– А! – замер Вайда. – Я понял! Ты ее для себя приглядел? Да, Вольной? Но погоди. Погоди! Я тебе денег дам. Коня! А ее мне отдай. Я ведь не для себя ее прошу, для князя! – И усмешка, в зловещем значении которой невозможно было усомниться, исказила его лицо. – Вот! На деньги! Слышь, Вольной?
Тот вроде слегка пошевельнул рукою, но Вайда, словно подхваченный вихрем, отлетел к своей телеге и упал возле колес.
– Деньги? – Голос Вольного был так мертвенно-спокоен, что Лизу озноб пробрал. Краем глаза отметила, что и у сотоварищей Вольного сделались вдруг испуганные, настороженные лица… Словно смотрели они на лютого зверя, на волка, готового в любой миг наброситься и перервать горло. – Деньги? Да подавись ты ими! Себе оставь! И коня, и все барахло. Все! А ну, ребята! – кивнул он ватажникам. – Проводите-ка его со всем нашим почтением! И припас не забудьте положить. Коли гостек надоел, пускай прочь ступает.
Те самые ватажники, которые только что расправлялись с Первухою, подскочили к цыгану и проворно прикрутили его к конскому дышлу. Потом один швырнул в телегу пылающую головню из костра, другой хлестнул коня, и вспыхнувшая телега с вопящим Вайдою скрылась на лесной дороге.
Заслышав возмущенный ропот разбойников, лишившихся части добычи, которая осталась в телеге, Вольной вдруг вздернул голову, будто хищная птица, и надменно выпрямился, обводя толпу побелевшими от бешенства глазами.
– Н-но? – издал он злобный клекот. От этого звука у Лизы так и ухнуло в пустоту сердце, обморочно подогнулись колени; чтобы не упасть, вцепилась в руку Вольного. Он обхватил ее стан, поддерживая, но не отвел жгучего взгляда от замершей толпы. – Н-но?.. Кто еще насмелился поспорить? С каждым будет то же!
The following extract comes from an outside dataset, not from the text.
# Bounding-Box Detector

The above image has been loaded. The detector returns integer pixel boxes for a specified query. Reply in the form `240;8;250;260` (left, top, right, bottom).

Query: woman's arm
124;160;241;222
Он не возвысил голоса, говорил раздельно, четко. Однако даже при виде двух могучих ватажников, самозабвенно ему преданных и ставших обочь Вольного с видом полной готовности исполнить по его приказу всякое самое изощренное злодейство, не охватил людей такой нерассуждающий, животный ужас, как при виде этих немигающих, высветлившихся глаз, этих заострившихся, словно бы окаменелых, черт. И Лиза не мыслями, а как бы всем сердцем поняла, что перед нею стоит один из тех людей, по первому зову которых могли вспыхивать ссоры, смуты, даже войны; человек, возможно, и сам не сознающий своего дара, но рожденный безраздельно повелевать!
Впрочем, ни думать, ни понимать что-либо Лиза не могла, а потому послушно пошла за Вольным, когда он вдруг резко повернулся, не выпуская ее руки, и стремительно направился к лесу.
* * *
Едва деревья скрыли от них берег, как Вольной отпустил Лизу и стал напротив; страх ее прошел, как пришел, ибо теперь светлые глаза его глядели ясно, улыбчиво. И не нагло, а восхищенно.
– Храбрая ты девка! – улыбнулся он. – Хвалю. Нашего сукна епанча. С первого мига ты мне по сердцу пришлась, как тебя тогда в лесу увидел. Помнишь, медведь-то, а? Ну, на березе? А как он шлепнулся? Лесина его по лбу – хлоп, помнишь? А на кладбище? Испугалась, а?
Батюшки, да неужто и там дурачил их с Леонтием все тот же Вольной?! А они-то натерпелись ужасов! Со страху забежали в болото.
Лихой загонщик этот парень! Сам в беду завел, сам вывел!
Лиза и не хотела, а засмеялась, уже не злясь, а дивуясь его лихости, Вольной подхватил, и так они хохотали, глядя друг на друга, пока он не оборвал смех:
– Ладно. Недосуг теперь. Одно скажи: замуж за меня пойдешь?
Вдруг все смерклось в глазах Лизы, земля поплыла под ногами, и откуда-то издалека донесся торопливый, задыхающийся шепот: «Венчается раба божия Елизавета рабу божьему Алексею…»
Лиза провела рукою по глазам и непослушными губами произнесла:
– Я уже… замужем.
Лицо Вольного помрачнело.
– Когда ж успела? – спросил хмуро. – И кто твой муж? Этот, что ли? Тощий?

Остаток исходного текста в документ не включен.